Una tarde regresó el piadoso franciscano de un largo recorrido por las rancherías y asentamientos puestos bajo su responsabilidad. Inquirió por la salud del casi fallecido y al saber de la vitalidad recuperada y la fortuna generada a partir del préstamo, solicitó a la señora recuperara la joya para que el insecto continuara con su vida natural. Con un «mañana sí» y otro «con seguridad mañana» transcurrieron las semanas, los meses.

Nuevamente frente al matrimonio, fray Alonso recordó la promesa y por respuesta recibió únicamente el reproche que, de él, sólo recibieron una bendición, buenos deseos y que lo «otro» era asunto más con el Eterno que con creatura alguna de la tierra. Con gran tristeza abandonó el fraile la ahora residencia, pesaroso por la pérdida de aquellas dos almas a las que la riqueza ensoberbeció y borró el recuerdo de su deplorable pasado.

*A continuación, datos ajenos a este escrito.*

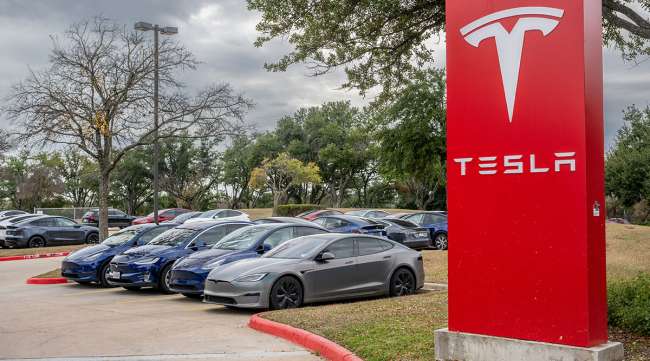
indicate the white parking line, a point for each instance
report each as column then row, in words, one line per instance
column 255, row 355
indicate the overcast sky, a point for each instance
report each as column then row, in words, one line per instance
column 221, row 34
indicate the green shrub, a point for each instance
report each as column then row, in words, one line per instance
column 629, row 305
column 291, row 210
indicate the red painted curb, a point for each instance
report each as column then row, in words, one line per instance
column 312, row 342
column 46, row 281
column 34, row 256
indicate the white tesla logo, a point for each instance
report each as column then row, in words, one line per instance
column 510, row 44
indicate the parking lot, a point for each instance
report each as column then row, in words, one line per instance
column 74, row 322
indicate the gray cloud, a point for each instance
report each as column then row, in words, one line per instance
column 221, row 34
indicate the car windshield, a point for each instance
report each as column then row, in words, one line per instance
column 174, row 237
column 242, row 238
column 299, row 248
column 209, row 214
column 119, row 238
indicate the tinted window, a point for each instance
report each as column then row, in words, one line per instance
column 149, row 235
column 62, row 222
column 369, row 246
column 280, row 236
column 212, row 235
column 307, row 231
column 342, row 249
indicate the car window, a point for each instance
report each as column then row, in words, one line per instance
column 149, row 235
column 342, row 249
column 369, row 246
column 416, row 218
column 279, row 236
column 62, row 222
column 306, row 231
column 212, row 235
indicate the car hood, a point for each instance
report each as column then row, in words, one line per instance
column 232, row 271
column 88, row 251
column 200, row 258
column 148, row 250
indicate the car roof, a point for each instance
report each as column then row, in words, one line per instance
column 201, row 225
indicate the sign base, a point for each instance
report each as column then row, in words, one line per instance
column 460, row 346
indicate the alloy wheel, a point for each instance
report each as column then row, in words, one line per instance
column 403, row 283
column 441, row 241
column 287, row 293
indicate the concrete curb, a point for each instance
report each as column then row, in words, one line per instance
column 46, row 281
column 310, row 341
column 34, row 256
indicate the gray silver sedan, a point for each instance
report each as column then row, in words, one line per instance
column 323, row 267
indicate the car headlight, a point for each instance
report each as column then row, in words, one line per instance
column 214, row 264
column 93, row 256
column 148, row 260
column 252, row 278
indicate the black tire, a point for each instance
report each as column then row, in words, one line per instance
column 92, row 238
column 163, row 282
column 286, row 293
column 102, row 275
column 440, row 241
column 36, row 242
column 402, row 283
column 196, row 296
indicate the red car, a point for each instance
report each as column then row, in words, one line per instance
column 163, row 215
column 311, row 215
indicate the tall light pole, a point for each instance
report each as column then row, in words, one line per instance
column 165, row 30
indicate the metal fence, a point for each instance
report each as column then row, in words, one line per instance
column 73, row 213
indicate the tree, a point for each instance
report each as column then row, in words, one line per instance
column 413, row 138
column 238, row 163
column 282, row 172
column 96, row 95
column 79, row 175
column 627, row 170
column 189, row 171
column 383, row 42
column 132, row 186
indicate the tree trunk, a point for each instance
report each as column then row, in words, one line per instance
column 104, row 182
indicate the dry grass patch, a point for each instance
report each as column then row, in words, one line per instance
column 27, row 251
column 384, row 329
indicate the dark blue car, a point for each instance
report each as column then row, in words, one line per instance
column 150, row 265
column 351, row 224
column 90, row 264
column 188, row 274
column 436, row 223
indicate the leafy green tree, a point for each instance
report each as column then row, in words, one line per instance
column 132, row 185
column 628, row 161
column 383, row 42
column 281, row 173
column 412, row 134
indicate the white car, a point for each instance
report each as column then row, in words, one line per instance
column 221, row 215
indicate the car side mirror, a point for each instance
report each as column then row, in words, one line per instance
column 325, row 256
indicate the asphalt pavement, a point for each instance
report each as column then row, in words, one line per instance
column 78, row 323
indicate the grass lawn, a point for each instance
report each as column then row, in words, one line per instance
column 402, row 328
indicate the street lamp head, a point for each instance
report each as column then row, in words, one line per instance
column 142, row 26
column 169, row 30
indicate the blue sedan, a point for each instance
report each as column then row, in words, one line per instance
column 150, row 265
column 91, row 264
column 351, row 224
column 436, row 223
column 188, row 274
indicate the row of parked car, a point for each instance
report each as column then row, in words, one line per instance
column 275, row 262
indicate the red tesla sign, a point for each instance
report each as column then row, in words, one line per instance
column 525, row 168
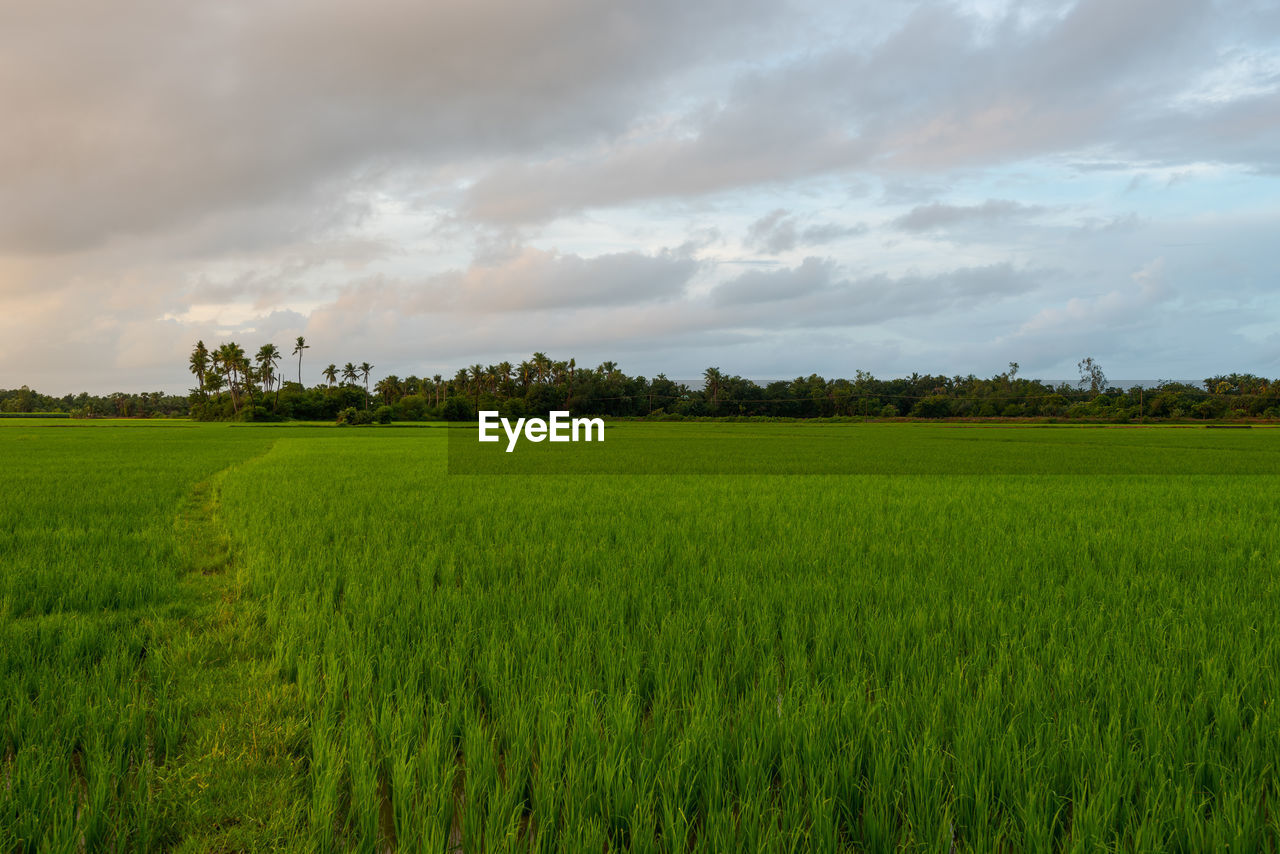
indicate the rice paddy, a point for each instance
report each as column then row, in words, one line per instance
column 240, row 638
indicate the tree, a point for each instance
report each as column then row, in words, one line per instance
column 298, row 346
column 365, row 368
column 199, row 364
column 540, row 366
column 1092, row 375
column 268, row 355
column 713, row 378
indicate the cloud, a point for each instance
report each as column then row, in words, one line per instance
column 780, row 232
column 149, row 115
column 813, row 274
column 423, row 185
column 937, row 215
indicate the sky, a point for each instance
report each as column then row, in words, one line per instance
column 773, row 188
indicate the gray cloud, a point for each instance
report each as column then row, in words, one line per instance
column 780, row 232
column 757, row 286
column 389, row 179
column 937, row 215
column 152, row 114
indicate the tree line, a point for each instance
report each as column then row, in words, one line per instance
column 229, row 384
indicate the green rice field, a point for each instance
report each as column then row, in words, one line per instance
column 693, row 638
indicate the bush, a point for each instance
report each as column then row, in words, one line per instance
column 936, row 406
column 456, row 409
column 352, row 416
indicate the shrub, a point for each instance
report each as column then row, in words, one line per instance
column 456, row 409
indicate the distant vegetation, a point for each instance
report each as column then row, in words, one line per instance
column 232, row 386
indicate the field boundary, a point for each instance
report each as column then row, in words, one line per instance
column 234, row 779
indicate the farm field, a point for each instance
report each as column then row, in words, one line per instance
column 695, row 636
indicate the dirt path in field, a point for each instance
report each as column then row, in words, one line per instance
column 237, row 777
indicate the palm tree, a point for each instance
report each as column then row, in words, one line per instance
column 200, row 365
column 268, row 355
column 232, row 359
column 478, row 375
column 713, row 379
column 540, row 364
column 298, row 346
column 389, row 388
column 365, row 368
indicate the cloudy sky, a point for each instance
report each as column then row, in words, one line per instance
column 775, row 188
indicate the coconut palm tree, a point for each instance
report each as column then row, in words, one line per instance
column 232, row 357
column 540, row 365
column 199, row 364
column 268, row 355
column 365, row 368
column 478, row 375
column 713, row 382
column 298, row 346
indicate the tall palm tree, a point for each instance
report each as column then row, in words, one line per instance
column 540, row 364
column 713, row 380
column 199, row 364
column 478, row 375
column 232, row 359
column 365, row 368
column 298, row 346
column 268, row 355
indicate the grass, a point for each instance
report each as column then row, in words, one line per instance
column 225, row 638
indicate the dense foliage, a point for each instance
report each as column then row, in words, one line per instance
column 231, row 386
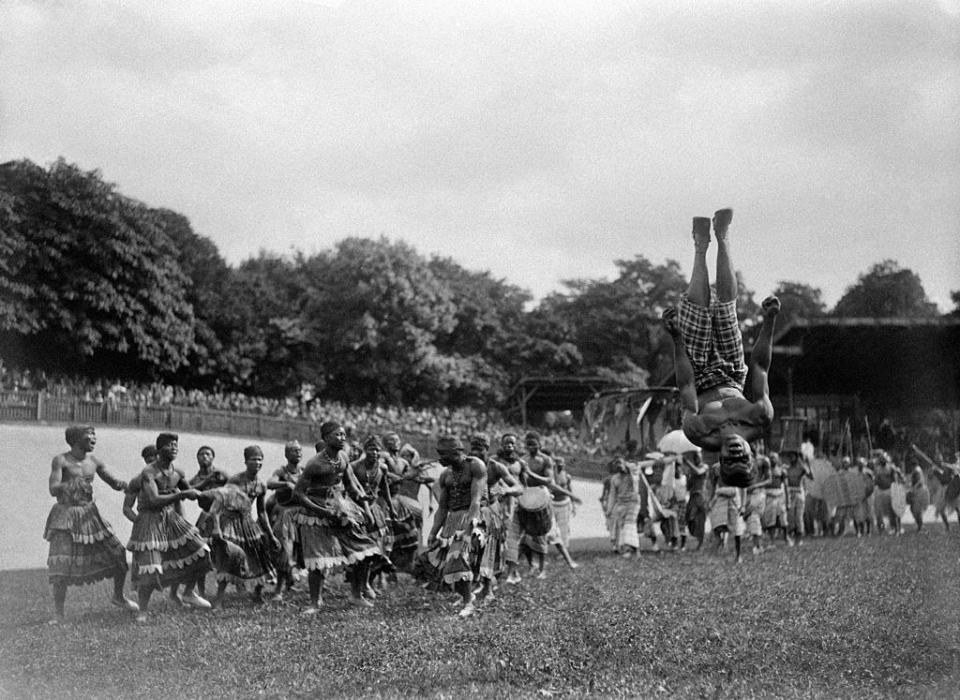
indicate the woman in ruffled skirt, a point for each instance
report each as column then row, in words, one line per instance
column 167, row 550
column 233, row 528
column 83, row 548
column 281, row 508
column 368, row 485
column 332, row 528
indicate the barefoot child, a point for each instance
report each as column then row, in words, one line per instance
column 83, row 548
column 708, row 350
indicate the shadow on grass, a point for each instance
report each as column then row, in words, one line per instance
column 834, row 618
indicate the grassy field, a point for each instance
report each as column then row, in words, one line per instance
column 877, row 617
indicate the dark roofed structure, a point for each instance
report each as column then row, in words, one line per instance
column 539, row 394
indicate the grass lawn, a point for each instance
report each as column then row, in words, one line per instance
column 877, row 617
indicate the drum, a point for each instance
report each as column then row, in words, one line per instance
column 535, row 512
column 412, row 506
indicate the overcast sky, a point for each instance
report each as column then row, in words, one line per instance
column 540, row 141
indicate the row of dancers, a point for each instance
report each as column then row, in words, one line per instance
column 361, row 516
column 676, row 496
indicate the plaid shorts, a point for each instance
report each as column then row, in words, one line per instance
column 713, row 342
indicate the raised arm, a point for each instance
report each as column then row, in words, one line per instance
column 441, row 514
column 478, row 484
column 686, row 382
column 55, row 484
column 384, row 490
column 108, row 478
column 762, row 355
column 152, row 497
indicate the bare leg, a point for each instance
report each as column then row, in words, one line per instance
column 465, row 590
column 118, row 598
column 683, row 368
column 59, row 599
column 315, row 584
column 698, row 290
column 726, row 275
column 143, row 594
column 565, row 553
column 221, row 592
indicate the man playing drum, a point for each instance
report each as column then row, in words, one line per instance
column 708, row 350
column 458, row 535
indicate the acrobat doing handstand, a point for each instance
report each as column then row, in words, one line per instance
column 710, row 367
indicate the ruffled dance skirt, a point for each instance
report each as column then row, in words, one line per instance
column 83, row 548
column 167, row 550
column 255, row 567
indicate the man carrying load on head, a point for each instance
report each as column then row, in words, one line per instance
column 710, row 366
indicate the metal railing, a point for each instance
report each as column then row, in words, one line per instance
column 41, row 407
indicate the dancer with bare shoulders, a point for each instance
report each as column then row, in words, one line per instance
column 167, row 550
column 708, row 350
column 458, row 534
column 280, row 509
column 83, row 548
column 332, row 531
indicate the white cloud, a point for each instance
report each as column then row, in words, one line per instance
column 539, row 140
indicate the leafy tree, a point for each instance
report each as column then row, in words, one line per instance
column 488, row 332
column 208, row 275
column 886, row 290
column 376, row 310
column 799, row 300
column 89, row 277
column 615, row 325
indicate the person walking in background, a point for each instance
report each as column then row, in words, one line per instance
column 167, row 550
column 280, row 509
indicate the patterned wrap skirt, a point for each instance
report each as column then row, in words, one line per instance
column 83, row 548
column 775, row 509
column 166, row 549
column 624, row 520
column 796, row 509
column 562, row 511
column 335, row 542
column 725, row 511
column 407, row 523
column 284, row 526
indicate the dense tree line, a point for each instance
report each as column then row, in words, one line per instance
column 95, row 282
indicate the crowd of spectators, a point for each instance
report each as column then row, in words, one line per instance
column 358, row 419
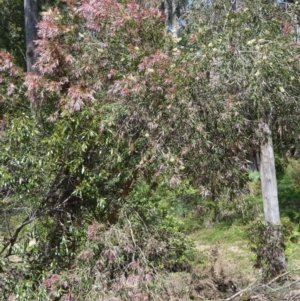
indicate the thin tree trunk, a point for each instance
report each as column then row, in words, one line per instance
column 270, row 192
column 31, row 19
column 268, row 179
column 175, row 18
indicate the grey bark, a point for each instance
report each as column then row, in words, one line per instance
column 31, row 19
column 269, row 190
column 268, row 179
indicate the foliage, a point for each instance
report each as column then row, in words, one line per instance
column 267, row 242
column 119, row 113
column 120, row 260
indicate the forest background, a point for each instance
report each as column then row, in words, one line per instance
column 129, row 126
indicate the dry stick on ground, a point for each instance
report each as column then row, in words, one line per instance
column 263, row 285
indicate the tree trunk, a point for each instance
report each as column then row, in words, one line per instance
column 270, row 193
column 31, row 19
column 175, row 18
column 268, row 179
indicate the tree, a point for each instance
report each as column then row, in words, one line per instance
column 122, row 99
column 31, row 19
column 253, row 69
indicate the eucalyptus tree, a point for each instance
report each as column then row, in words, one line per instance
column 252, row 60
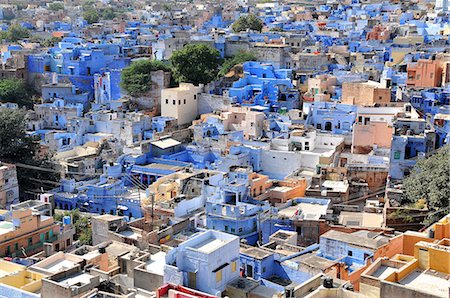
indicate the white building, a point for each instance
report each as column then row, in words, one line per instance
column 206, row 262
column 180, row 103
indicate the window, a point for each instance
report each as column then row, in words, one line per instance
column 219, row 276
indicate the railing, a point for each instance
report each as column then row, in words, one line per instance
column 33, row 247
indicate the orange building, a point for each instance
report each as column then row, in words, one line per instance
column 25, row 232
column 424, row 73
column 367, row 93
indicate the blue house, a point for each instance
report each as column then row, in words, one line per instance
column 208, row 261
column 264, row 85
column 334, row 117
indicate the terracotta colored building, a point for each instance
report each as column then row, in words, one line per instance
column 378, row 33
column 367, row 93
column 368, row 135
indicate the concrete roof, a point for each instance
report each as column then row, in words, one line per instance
column 165, row 143
column 256, row 253
column 352, row 239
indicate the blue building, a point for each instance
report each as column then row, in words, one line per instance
column 334, row 117
column 264, row 85
column 234, row 212
column 207, row 262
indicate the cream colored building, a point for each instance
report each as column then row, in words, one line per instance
column 180, row 103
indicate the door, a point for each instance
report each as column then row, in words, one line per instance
column 249, row 271
column 424, row 259
column 192, row 280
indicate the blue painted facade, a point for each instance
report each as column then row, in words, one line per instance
column 264, row 85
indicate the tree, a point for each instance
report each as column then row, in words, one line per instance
column 195, row 63
column 56, row 6
column 81, row 223
column 17, row 91
column 241, row 57
column 16, row 146
column 91, row 16
column 108, row 13
column 136, row 78
column 247, row 22
column 15, row 33
column 429, row 180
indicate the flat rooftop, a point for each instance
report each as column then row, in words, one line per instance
column 156, row 263
column 314, row 261
column 256, row 253
column 59, row 265
column 76, row 280
column 6, row 227
column 209, row 245
column 307, row 211
column 433, row 283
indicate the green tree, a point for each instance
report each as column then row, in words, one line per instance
column 17, row 91
column 16, row 146
column 108, row 13
column 429, row 181
column 81, row 223
column 247, row 22
column 56, row 6
column 50, row 42
column 91, row 16
column 136, row 78
column 195, row 63
column 240, row 57
column 15, row 33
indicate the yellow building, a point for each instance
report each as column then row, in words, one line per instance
column 20, row 277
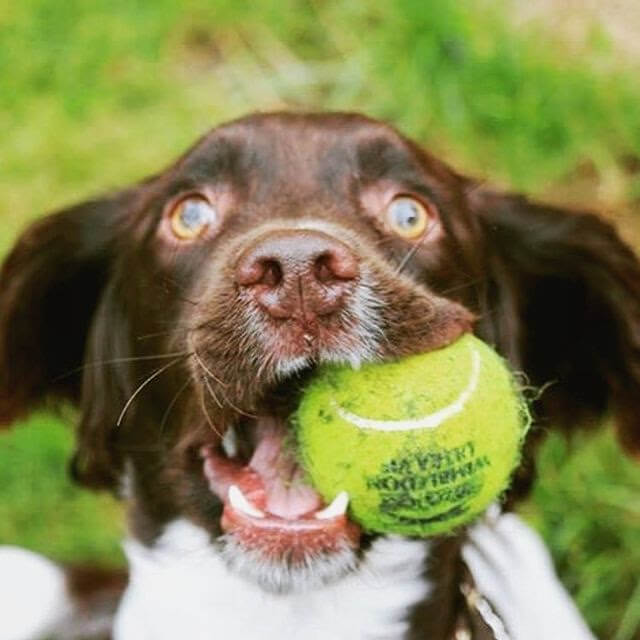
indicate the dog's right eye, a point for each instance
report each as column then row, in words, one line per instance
column 191, row 217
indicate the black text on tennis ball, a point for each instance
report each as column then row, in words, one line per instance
column 421, row 445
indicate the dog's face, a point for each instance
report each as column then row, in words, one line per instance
column 183, row 315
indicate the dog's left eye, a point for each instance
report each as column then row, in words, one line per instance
column 407, row 217
column 191, row 217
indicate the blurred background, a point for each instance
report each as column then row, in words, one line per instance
column 541, row 96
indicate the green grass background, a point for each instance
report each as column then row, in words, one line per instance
column 96, row 94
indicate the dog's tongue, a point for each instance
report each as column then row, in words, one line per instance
column 267, row 505
column 287, row 495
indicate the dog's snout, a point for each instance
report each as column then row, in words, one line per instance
column 298, row 273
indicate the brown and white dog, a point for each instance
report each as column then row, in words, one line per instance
column 182, row 316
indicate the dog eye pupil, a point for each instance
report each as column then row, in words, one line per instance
column 406, row 214
column 191, row 216
column 407, row 217
column 194, row 214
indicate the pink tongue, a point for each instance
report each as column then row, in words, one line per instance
column 287, row 495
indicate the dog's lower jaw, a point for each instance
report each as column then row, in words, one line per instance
column 182, row 587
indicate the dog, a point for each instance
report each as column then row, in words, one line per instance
column 183, row 315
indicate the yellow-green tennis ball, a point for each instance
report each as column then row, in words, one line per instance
column 422, row 445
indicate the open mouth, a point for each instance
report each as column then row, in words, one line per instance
column 268, row 506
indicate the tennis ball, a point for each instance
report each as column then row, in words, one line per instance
column 422, row 445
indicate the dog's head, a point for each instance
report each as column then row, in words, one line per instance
column 183, row 315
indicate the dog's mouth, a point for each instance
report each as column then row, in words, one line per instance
column 269, row 508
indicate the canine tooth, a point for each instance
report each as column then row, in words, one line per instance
column 337, row 508
column 230, row 442
column 240, row 503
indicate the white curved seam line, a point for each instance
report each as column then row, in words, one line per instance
column 431, row 421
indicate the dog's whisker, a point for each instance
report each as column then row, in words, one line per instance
column 144, row 384
column 160, row 334
column 124, row 360
column 206, row 369
column 212, row 393
column 173, row 402
column 203, row 406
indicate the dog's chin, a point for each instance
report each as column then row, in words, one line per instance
column 277, row 530
column 276, row 575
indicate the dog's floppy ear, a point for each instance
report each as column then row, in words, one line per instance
column 50, row 284
column 564, row 304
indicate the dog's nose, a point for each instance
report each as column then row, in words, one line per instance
column 298, row 273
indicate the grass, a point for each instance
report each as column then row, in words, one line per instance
column 93, row 95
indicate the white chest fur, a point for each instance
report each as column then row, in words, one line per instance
column 180, row 588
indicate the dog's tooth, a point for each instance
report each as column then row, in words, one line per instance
column 240, row 503
column 230, row 442
column 337, row 508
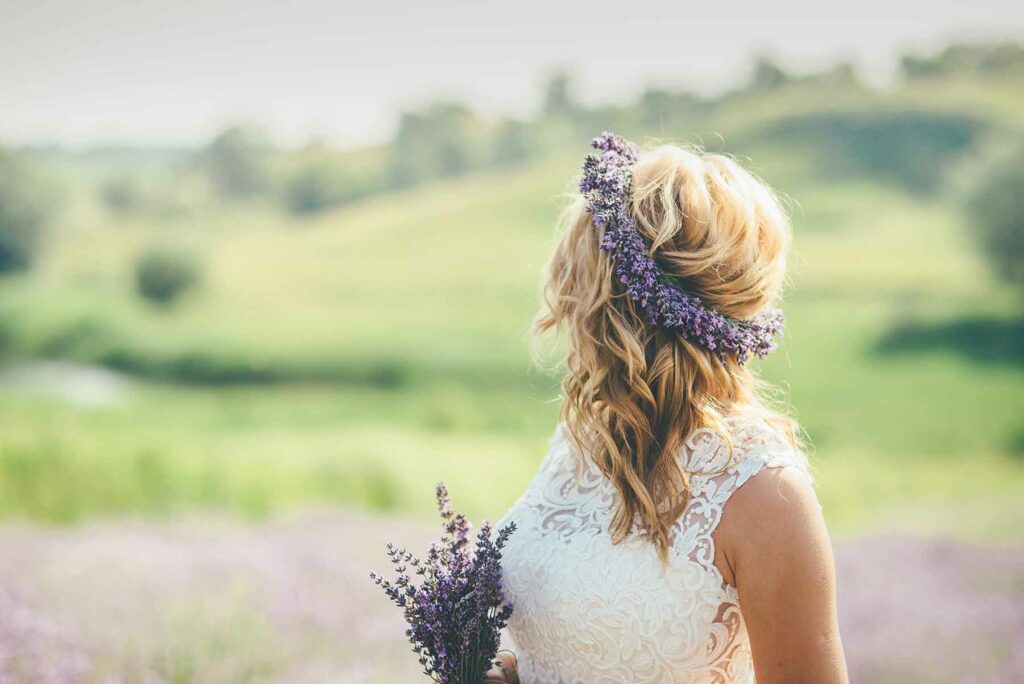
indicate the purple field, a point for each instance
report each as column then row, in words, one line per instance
column 215, row 601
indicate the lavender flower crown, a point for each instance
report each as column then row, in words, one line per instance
column 606, row 183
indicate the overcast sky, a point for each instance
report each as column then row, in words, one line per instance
column 84, row 72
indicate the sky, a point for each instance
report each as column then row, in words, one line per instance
column 151, row 72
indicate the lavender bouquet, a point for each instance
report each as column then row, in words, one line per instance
column 456, row 614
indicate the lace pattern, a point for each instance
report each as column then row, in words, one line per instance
column 590, row 610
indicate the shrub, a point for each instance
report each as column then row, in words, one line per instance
column 997, row 209
column 163, row 275
column 122, row 194
column 237, row 162
column 24, row 210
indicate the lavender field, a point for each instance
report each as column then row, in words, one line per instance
column 212, row 602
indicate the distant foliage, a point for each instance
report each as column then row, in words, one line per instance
column 122, row 194
column 558, row 96
column 163, row 275
column 767, row 75
column 912, row 148
column 997, row 210
column 441, row 140
column 996, row 58
column 514, row 143
column 238, row 162
column 318, row 186
column 24, row 210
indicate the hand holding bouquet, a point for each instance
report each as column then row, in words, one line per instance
column 457, row 612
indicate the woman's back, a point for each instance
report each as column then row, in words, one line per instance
column 591, row 610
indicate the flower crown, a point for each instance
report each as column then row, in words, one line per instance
column 606, row 182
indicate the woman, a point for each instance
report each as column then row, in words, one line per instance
column 672, row 532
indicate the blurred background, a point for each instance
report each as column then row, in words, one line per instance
column 267, row 272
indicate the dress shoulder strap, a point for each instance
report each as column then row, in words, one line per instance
column 717, row 468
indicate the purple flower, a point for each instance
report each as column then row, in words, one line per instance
column 456, row 614
column 606, row 183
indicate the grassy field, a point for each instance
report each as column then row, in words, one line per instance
column 358, row 355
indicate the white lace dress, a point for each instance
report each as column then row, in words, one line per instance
column 590, row 611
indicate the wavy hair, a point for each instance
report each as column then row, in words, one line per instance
column 634, row 392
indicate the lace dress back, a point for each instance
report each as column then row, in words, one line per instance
column 590, row 610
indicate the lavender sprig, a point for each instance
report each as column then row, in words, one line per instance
column 606, row 183
column 456, row 614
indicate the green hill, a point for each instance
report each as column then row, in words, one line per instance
column 357, row 354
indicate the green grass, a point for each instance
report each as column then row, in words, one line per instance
column 357, row 356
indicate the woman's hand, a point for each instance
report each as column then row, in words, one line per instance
column 506, row 672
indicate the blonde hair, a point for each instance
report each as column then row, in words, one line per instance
column 633, row 392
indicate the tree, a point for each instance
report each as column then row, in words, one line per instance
column 237, row 162
column 767, row 75
column 163, row 275
column 439, row 140
column 997, row 207
column 24, row 211
column 558, row 95
column 122, row 194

Poco después falleció don Filomeno —dícese que por la ponzoña de una araña—. Días después de los funerales, doña Eulalia apesadumbrada, arrepentida y llorosa fue al empeño, rescató la joya y la entregó al fraile. Éste sacó a la tarántula de oro del estuche en donde estaba depositada sobre un pequeño cojín de terciopelo encarnado y tiernamente la colocó entre los helechos de un macetón en el huerto en donde desapareció rápidamente la tarántula vuelta a la vida.

—Muy bien don Joaquín. Esa historia bien merece otra cerveza. ¡Chinche…!

—oOo—

Para honrar éso que civilizadamente denominamos «verdad», asiento que escuché la misma historia con sus variantes normales, con las correcciones y añadidos de varios narradores durante la comida en un pequeño rancho del Estado de Hidalgo, cercano a Ajacuba, obviamente los nombres son otros y la prenda a empeñar, en este caso, era una lagartija pequeña. Otra no muy alejada la relató la propietaria de una fonda muy agradable (¿«La Rosita»?) en Orizaba, Fortín de las Flores, Río Blanco u Orizaba, no recuerdo con claridad, ahí el «mezcal de pechuga» llevó la consciencia al espacio de la casi amnesia; en esta relación el animalito era una rana. La leyenda de don Joaquín fue la tercera variante en escuchar, su vigencia persiste porque algo de aquella bonhomía propia de don Memo para con los parroquianos y con el propietario («La Chinche») remite al recuerdo de aquellos momentos gratos, la cuidada dicción de don Joaquín en su narración y la abundante botana propia de un estómago mayor al propio, dan a «La tarántula del fraile» —sin menospreciar a la lagartija ni a la ranita— un valor especial. Y, aunque no sea la cantina de «La Chinche», venga una cerveza fría y ¡salud por usted, don Memo!